Os generais sentiam inveja de Bolsonaro por ter o suporte do voto, de milhões de votos. Pela base popular que poderia assegurar, mesmo na derrota, o lastro para um eventual projeto de ditadura.
Um tenente violento, insubordinado, inconfiável e medíocre virou presidente com 57,8 milhões de votos em 2018. Teve mais 58,2 milhões em 2022 e quase se reelegeu.
Os generais, mesmo os não golpistas, o invejavam porque o tenente se apresentava como uma inovação da extrema direita brasileira. Reproduzia aqui o fenômeno que se propagava pelo mundo, na Turquia, Hungria e Polônia.
Um regime autoritário, com um déspota que nega até vacinas e é aplaudido, poderia ser exercido por alguém eleito. Não era preciso ter o comando de um regime militar ditatorial apenas pela força, como no século 20, no modelo inaugurado por Floriano Peixoto, outro medíocre, no golpe de 1889 contra Pedro II.
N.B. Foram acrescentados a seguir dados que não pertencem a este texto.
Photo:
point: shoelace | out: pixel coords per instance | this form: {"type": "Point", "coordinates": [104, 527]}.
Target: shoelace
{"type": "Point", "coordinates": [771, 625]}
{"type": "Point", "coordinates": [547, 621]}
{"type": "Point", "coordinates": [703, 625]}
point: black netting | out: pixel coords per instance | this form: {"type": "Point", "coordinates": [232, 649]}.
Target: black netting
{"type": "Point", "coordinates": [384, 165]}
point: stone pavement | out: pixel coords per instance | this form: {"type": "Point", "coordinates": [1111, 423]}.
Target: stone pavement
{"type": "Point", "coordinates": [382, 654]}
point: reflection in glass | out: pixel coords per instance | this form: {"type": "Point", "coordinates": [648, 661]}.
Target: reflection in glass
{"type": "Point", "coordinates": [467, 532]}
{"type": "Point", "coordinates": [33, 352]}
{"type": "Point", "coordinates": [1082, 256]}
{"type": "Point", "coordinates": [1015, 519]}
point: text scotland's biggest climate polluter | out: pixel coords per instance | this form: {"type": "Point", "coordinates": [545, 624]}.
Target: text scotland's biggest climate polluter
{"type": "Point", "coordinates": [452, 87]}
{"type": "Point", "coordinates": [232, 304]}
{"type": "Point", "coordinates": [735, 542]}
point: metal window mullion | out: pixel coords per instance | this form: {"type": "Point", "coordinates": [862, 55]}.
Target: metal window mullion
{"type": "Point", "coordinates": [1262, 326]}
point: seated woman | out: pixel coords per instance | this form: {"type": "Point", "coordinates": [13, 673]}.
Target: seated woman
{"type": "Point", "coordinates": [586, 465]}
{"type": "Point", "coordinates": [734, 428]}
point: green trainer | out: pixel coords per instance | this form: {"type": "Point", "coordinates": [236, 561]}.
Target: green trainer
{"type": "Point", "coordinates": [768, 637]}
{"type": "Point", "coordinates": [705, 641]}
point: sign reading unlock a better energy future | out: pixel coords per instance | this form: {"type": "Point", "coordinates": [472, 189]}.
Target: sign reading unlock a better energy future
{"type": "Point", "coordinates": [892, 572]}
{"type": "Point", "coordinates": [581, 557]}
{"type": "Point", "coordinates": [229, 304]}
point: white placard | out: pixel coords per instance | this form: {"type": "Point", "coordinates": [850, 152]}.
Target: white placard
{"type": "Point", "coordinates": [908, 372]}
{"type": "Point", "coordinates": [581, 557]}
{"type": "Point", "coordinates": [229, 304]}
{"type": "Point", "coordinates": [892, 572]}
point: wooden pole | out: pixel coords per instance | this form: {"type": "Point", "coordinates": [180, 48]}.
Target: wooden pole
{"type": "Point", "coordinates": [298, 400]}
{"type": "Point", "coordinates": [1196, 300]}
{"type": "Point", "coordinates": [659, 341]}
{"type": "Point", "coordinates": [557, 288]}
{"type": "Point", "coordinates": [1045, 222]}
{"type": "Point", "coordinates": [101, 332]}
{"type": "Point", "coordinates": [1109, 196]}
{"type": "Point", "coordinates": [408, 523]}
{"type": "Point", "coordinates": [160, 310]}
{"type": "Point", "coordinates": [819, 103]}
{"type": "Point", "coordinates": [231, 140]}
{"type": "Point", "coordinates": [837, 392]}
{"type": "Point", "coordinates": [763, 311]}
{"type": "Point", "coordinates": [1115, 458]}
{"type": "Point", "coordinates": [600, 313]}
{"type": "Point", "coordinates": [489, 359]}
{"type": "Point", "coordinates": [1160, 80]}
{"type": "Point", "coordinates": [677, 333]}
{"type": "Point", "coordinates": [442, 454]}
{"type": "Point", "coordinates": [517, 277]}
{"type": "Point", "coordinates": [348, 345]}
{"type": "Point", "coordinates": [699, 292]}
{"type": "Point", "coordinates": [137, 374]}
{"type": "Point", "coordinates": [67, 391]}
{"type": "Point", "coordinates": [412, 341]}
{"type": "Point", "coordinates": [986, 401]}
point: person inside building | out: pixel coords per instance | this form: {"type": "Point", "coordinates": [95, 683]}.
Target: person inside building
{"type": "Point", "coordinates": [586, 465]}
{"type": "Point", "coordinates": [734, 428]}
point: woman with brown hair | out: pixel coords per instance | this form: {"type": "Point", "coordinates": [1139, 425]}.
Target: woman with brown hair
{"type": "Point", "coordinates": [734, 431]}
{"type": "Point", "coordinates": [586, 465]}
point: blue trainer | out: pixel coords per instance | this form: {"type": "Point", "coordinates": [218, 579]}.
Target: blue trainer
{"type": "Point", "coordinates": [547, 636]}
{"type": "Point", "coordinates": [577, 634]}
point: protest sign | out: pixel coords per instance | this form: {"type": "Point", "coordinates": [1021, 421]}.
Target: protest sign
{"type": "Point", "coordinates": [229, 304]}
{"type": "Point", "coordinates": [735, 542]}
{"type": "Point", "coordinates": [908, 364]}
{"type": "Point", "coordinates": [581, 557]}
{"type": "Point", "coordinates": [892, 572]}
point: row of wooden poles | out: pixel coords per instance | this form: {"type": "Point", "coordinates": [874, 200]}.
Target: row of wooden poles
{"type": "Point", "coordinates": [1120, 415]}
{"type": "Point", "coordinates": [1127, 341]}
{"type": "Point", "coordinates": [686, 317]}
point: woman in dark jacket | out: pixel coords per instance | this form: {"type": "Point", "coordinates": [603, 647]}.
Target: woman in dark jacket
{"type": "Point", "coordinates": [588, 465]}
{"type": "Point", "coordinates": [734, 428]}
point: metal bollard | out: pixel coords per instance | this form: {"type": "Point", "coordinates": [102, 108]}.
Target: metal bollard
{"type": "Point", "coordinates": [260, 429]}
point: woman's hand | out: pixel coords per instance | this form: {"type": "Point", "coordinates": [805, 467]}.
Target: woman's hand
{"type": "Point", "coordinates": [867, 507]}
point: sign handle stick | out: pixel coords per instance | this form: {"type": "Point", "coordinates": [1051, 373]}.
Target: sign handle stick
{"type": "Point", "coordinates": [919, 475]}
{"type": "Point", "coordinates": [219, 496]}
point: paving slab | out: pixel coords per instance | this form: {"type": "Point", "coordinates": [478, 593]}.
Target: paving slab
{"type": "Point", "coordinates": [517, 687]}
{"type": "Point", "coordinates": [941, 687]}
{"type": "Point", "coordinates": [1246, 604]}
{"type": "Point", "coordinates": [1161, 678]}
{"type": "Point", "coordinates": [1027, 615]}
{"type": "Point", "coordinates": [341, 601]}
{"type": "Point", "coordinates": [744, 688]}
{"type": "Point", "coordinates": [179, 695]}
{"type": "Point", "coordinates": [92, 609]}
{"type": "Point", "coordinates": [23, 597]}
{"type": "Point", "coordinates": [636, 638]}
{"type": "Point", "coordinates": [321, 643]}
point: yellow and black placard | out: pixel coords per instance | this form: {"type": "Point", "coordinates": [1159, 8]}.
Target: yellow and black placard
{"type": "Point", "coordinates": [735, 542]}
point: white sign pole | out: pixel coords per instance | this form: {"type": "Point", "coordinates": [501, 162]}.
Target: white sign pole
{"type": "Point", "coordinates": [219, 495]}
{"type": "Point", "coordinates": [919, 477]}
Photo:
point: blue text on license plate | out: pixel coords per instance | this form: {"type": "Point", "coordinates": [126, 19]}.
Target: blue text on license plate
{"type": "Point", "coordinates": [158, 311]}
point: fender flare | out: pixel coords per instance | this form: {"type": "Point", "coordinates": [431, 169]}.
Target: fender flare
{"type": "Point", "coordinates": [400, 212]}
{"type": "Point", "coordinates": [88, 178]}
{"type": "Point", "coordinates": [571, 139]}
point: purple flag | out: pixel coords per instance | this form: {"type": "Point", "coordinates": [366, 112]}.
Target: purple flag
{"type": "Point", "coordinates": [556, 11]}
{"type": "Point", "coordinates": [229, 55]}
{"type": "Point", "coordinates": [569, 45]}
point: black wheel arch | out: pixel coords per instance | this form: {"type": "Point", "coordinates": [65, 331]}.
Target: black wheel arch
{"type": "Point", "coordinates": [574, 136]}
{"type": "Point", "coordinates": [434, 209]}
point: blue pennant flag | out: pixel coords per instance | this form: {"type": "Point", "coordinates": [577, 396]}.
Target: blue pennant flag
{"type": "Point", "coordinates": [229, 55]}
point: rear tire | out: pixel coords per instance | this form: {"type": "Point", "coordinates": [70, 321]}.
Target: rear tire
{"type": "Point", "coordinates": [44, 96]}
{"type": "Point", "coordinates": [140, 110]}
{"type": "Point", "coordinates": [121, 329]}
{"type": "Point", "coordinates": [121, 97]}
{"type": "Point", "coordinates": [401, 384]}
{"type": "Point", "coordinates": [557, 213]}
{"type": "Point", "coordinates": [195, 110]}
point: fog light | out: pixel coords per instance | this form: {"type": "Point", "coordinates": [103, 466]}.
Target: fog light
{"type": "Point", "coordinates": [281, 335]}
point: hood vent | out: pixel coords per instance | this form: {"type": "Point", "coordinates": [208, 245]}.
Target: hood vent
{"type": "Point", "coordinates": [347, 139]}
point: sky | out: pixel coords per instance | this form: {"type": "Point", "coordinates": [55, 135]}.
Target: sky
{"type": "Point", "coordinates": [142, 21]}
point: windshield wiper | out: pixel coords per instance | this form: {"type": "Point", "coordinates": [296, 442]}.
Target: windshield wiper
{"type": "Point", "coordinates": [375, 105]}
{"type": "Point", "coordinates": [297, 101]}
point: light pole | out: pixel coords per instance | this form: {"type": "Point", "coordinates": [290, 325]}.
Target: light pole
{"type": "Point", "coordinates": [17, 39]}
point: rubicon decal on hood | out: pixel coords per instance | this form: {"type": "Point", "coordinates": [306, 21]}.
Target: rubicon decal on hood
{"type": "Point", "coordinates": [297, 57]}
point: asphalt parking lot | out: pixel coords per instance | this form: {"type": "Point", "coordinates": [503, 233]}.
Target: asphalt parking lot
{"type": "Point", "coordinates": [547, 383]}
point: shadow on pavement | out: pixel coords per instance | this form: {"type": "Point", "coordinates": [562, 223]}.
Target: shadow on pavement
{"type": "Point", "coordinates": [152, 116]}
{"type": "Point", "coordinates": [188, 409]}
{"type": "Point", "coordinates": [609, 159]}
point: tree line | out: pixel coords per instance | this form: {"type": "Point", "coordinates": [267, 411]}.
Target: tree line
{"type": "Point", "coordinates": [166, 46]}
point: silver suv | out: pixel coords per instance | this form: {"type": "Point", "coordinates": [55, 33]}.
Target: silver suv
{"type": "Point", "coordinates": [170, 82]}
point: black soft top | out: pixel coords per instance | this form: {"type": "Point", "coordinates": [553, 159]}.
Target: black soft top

Bolsonaro era o exemplar verde-amarelo do novo autoritarismo com voto. Mas perdeu a eleição, e os generais apostaram na hipótese de usá-lo como pretexto e elo para o próximo passo, agora via golpe. Um regime à antiga, porque eles, que estiveram no poder, sentiram que isso seria possível.
Usariam todos os argumentos conhecidos de fraude na eleição e da necessidade de retomar o poder para exercê-lo com moralidade, com a família e com Deus acima de tudo. E com os militares para impor a ordem e conter o comunismo.
Não deu certo. O que os generais têm agora é a granada que Bolsonaro carregava desde 2018. Sem o pino, sem voto, sem apoio popular e já sem o mesmo respaldo das elites. Sem a velha direita sequestrada pelo fascismo e sem parte da imprensa agora tarcisista.
O Bolsonaro que poderia viabilizar uma ditadura, após a eleição perdida, e ser depois descartado, arrasta os militares para perto da cadeia. Só agora, nos indiciamentos, arrastou 25. Vai arrastar mais.
Vai levar junto, se o sistema de Justiça não fraquejar de novo, grandes empresários, alguns notórios sonegadores e lavadores de dinheiro. Gente impune, que sempre escapa dos cercos da polícia, do Ministério Público e Judiciário, finalmente seria alcançada.
Os planos de todos eles, de um governo totalitário, talvez mais cruel do que o iniciado em 1964, não existiria sem Bolsonaro e seu alicerce de milhões de votos. Com Bolsonaro, mesmo que apenas como laranja, eles teriam base popular.
Mas o Bolsonaro que os seduziu é o mesmo que afunda as Forças Armadas na maior crise, não necessariamente moral e ética, porque nem isso é novidade, mas de imagem mesmo, por incompetência, covardia e ausência de liderança.
O cenário é desolador. O golpe de 64, liderado por Castello Branco, teria agora uma réplica liderada por Augusto Heleno e Braga Netto, com a ajuda de oficiais incapazes de transmitir confiança aos próprios golpistas.
Há nos registros do relatório da Polícia Federal uma marca nas manifestações dos militares envolvidos. São rasos, simplórios, transitando entre a tolice e a idiotia.
Bolsonaro contaminou os militares com a sua mistura de arrogância e ignorância. E teve o suporte que merecia, com uma das piores safras de generais da República.
O que esses generais têm agora diante deles é um Bolsonaro caindo aos pedaços, sem voto, desmoralizado pelo golpe fracassado, inelegível, frustrado pelas derrotas dos seus candidatos na eleição municipal e cada vez mais perto da prisão.
Bolsonaro talvez não existisse sem o lastro dos militares que o tutelavam. Mas os militares que o bajularam deixam de existir sem ele. Ambos se esfarelam porque foram fracos, incompetentes, desastrados e covardes. E agora todos são perdedores.